The Child Poverty Action Group called the latest figures "a sad indictment on the country'".
"This is an appalling situation," health spokesperson Innes Asher said. "The future is bleak for these children who are languishing in poverty. The country's future is also blighted by this because we're not investing in children."
"How could there be any change in the rate of child poverty in New Zealand when there have been no policies implemented that could turn things around?" added housing spokesperson Alan Johnson.
CPAG urged the government to adopt all 42 recommendations made by the Welfare Expert Advisory Group in 2019, saying not a single one had yet been implemented in full.
The Green Party's' social development spokesperson Ricardo Menéndez March said progress on poverty was moving far too slowly, calling for further benefit hikes and expansions of the Working for Families and Best Start schemes.
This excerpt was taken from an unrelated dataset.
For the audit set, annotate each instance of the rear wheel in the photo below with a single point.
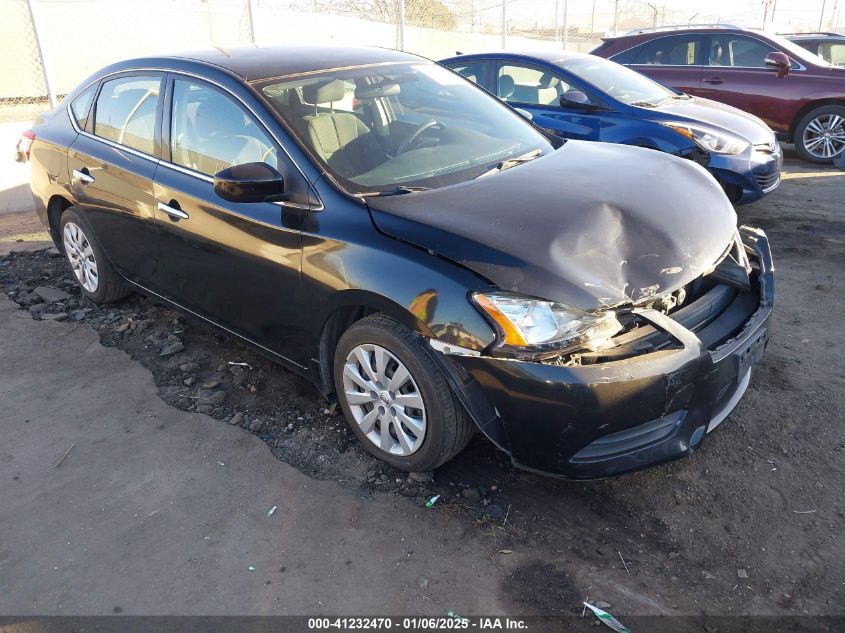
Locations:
(396, 398)
(820, 135)
(93, 272)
"Right now, thousands of people are struggling. Rising inflation does not impact everyone equally, and those on the lowest incomes are being hit the hardest."
Social policy academic Michael O'Brien of the University of Auckland told RNZ's Midday Report the results were "not too surprising".
"They're disturbing, they're upsetting. We... had anticipated and hoped for a kind of improvement, so to have them stalled in this way is certainly very disappointing."
He was also concerned that since the data was collected, inflation has spiked to over 7 percent, sparking the cost-of-living crisis.
"This kind of reflects what we see, what's being reported so widely on the ground in terms of demands on social security agencies, things like food parcels and so on."
The ACT Party singled out welfare dependency for the lack of improvement, pinning the blame on the former prime minister.
"Jacinda Ardern's legacy will be more children growing up in welfare-dependent households with no significant reduction in child poverty," social development spokesperson Karen Chhour said.
"ACT has always said that passing a law and throwing more welfare at families wasn't the answer to child poverty. We were the only party to vote against the Child Poverty Reduction Bill.
"Today's child poverty data from Stats NZ shows it is plateauing and is set to get worse once the cost of living crisis is factored in."
The most recent figures from the Ministry of Social Development show the number of people receiving a benefit (including Jobseeker) has been trending downward since spiking in 2020 as the pandemic hit, but remains higher than it was in 2019.
Unemployment is at a near-record low, at 3.4 percent.